Agent or Privileged identities

Social groups that are positively valued considered superior, independent, or “normal” and have access to resources and power.

Socialization

The process by which a human beginning at infancy acquires the habits, beliefs, and accumulated knowledge of society through education and training (by family, friends, culture and systems/institutions).


Collusion

Ways that members of agent and target groups think and act, often unconsciously, that support oppressive systems and maintains the status quo.

Classism

The institutional, cultural, and individual set of beliefs and discrimination that assigns differential value to people according to their socio-economic class; and an economic system which creates excessive inequality and causes basic human needs to go unmet.

Oppression

When an agent group, whether knowingly or unknowingly, abuses a target group.

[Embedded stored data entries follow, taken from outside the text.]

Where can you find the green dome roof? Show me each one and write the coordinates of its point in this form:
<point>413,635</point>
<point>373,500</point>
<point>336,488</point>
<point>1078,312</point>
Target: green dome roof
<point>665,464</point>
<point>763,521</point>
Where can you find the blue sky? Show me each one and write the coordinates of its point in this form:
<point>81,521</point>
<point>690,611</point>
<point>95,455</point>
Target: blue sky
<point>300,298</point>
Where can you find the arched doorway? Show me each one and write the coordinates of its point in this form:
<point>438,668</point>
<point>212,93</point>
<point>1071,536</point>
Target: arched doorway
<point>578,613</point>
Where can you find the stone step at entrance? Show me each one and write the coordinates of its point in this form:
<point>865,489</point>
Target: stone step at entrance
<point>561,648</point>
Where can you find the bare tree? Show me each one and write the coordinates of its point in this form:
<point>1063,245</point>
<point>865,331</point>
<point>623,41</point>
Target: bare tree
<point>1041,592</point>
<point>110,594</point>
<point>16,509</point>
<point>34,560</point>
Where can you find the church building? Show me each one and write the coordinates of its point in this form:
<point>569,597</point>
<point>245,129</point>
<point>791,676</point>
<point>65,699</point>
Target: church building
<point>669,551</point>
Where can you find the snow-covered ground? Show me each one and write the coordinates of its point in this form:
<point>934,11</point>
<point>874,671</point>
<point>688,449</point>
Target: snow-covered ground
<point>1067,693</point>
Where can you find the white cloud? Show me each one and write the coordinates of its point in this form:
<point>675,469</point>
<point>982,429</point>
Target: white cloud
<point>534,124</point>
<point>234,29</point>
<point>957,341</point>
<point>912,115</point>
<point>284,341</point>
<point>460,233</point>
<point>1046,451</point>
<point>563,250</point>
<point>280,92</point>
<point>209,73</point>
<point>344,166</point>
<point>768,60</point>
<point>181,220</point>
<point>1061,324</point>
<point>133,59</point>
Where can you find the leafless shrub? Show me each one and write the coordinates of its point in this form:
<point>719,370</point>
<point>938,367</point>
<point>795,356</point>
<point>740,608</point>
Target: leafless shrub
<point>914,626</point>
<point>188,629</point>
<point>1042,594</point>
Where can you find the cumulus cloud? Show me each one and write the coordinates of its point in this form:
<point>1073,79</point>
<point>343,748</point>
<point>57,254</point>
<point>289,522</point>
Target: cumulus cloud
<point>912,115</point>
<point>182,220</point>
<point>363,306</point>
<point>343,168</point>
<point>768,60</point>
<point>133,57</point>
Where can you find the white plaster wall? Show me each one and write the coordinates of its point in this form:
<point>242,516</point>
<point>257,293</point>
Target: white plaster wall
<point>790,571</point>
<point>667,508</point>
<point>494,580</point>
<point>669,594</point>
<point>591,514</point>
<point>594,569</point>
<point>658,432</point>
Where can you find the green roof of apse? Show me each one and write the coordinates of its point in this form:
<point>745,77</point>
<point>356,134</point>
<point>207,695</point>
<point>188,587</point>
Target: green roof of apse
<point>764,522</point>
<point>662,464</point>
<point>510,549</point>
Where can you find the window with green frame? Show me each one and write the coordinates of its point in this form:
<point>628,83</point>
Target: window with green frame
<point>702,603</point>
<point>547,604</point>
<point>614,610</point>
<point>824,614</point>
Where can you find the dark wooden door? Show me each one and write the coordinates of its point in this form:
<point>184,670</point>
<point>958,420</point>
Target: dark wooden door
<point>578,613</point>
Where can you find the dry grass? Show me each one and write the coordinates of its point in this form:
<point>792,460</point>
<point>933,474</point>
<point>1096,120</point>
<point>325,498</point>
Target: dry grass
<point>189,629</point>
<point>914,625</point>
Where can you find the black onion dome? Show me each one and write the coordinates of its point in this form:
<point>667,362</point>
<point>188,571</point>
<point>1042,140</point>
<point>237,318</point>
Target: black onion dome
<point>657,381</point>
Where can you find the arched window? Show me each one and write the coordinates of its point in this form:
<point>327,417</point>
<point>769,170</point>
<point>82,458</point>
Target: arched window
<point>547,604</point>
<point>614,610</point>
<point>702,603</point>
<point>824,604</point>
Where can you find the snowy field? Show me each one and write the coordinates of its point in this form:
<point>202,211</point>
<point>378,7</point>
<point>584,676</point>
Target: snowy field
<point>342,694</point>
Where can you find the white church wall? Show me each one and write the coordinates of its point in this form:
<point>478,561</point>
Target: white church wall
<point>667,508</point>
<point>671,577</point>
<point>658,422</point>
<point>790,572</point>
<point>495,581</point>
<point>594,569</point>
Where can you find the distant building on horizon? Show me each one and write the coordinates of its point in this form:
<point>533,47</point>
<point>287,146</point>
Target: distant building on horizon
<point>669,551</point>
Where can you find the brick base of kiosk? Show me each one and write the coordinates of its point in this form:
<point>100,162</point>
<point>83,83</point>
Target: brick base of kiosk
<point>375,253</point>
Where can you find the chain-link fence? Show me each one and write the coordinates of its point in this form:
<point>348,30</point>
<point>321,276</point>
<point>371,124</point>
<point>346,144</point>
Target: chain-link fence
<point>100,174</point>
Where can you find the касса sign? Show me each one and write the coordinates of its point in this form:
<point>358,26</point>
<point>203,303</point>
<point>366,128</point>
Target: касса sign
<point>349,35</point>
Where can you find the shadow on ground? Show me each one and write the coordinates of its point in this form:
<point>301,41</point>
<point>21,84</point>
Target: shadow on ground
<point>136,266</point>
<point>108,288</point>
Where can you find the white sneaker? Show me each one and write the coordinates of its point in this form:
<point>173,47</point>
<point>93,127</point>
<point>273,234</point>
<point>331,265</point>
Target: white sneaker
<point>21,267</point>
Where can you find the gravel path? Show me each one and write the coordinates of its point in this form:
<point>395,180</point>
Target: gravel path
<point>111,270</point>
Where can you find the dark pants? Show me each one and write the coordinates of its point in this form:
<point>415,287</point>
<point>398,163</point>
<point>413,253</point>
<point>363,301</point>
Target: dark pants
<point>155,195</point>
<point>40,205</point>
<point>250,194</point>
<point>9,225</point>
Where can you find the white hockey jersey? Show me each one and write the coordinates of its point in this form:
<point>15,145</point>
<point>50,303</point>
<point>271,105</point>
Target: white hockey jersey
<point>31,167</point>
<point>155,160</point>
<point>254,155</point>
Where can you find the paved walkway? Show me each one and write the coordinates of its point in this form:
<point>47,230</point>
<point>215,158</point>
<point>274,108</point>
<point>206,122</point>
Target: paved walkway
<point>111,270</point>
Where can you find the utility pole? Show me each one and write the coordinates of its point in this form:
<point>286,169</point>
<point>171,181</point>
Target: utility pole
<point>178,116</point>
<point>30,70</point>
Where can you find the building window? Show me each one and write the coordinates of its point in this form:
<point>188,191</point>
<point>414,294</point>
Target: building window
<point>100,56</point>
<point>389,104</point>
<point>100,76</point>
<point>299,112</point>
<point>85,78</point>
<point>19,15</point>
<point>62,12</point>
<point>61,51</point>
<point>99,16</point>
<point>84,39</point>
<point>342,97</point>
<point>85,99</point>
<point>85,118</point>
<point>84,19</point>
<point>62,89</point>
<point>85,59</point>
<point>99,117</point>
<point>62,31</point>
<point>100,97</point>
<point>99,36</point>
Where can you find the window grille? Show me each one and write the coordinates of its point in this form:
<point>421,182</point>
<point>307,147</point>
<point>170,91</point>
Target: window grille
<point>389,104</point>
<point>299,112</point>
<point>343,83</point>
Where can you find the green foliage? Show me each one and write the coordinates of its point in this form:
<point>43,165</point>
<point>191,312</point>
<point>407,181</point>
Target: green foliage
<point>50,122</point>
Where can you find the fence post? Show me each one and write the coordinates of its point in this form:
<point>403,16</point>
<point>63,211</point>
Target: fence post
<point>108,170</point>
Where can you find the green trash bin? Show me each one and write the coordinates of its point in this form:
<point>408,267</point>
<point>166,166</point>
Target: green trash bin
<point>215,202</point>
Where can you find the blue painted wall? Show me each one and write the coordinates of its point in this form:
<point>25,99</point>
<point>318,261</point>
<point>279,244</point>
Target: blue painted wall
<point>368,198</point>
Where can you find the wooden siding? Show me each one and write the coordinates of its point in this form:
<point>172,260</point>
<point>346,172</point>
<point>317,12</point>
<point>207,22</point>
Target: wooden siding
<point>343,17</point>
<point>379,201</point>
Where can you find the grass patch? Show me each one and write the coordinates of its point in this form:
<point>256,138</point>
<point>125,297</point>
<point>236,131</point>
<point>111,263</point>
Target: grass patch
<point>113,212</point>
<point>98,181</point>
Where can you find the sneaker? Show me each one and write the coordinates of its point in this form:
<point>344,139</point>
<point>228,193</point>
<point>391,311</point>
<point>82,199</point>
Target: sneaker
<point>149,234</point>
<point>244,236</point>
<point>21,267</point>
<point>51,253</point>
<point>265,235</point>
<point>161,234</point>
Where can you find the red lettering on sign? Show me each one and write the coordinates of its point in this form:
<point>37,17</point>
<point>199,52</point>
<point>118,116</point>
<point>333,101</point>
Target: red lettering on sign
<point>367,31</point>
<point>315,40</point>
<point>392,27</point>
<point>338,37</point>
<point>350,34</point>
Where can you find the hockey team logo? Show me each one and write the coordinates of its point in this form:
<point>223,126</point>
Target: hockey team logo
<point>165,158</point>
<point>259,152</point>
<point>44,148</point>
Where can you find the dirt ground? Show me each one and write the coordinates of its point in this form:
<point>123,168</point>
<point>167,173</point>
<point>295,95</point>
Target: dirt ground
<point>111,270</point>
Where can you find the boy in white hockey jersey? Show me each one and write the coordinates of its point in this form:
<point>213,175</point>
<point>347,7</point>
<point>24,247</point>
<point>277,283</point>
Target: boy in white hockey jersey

This pervasive system is rooted historically and maintained through individual and institutional/systematic discrimination, personal bias, bigotry, and social prejudice, resulting in a condition of privilege for the agent group at the expense of the target group. 


Discrimination

The unequal allocation of goods, resources, and services, and the limitation of access to full participation in society based on individual membership in a particular social group; reinforced by law, policy, and cultural norms that allow for differential treatment on the basis of identity.

Target or Oppressed Identities

Social groups that are negatively valued, considered to be inferior, abnormal, or dependent and given limited access to resources and social power.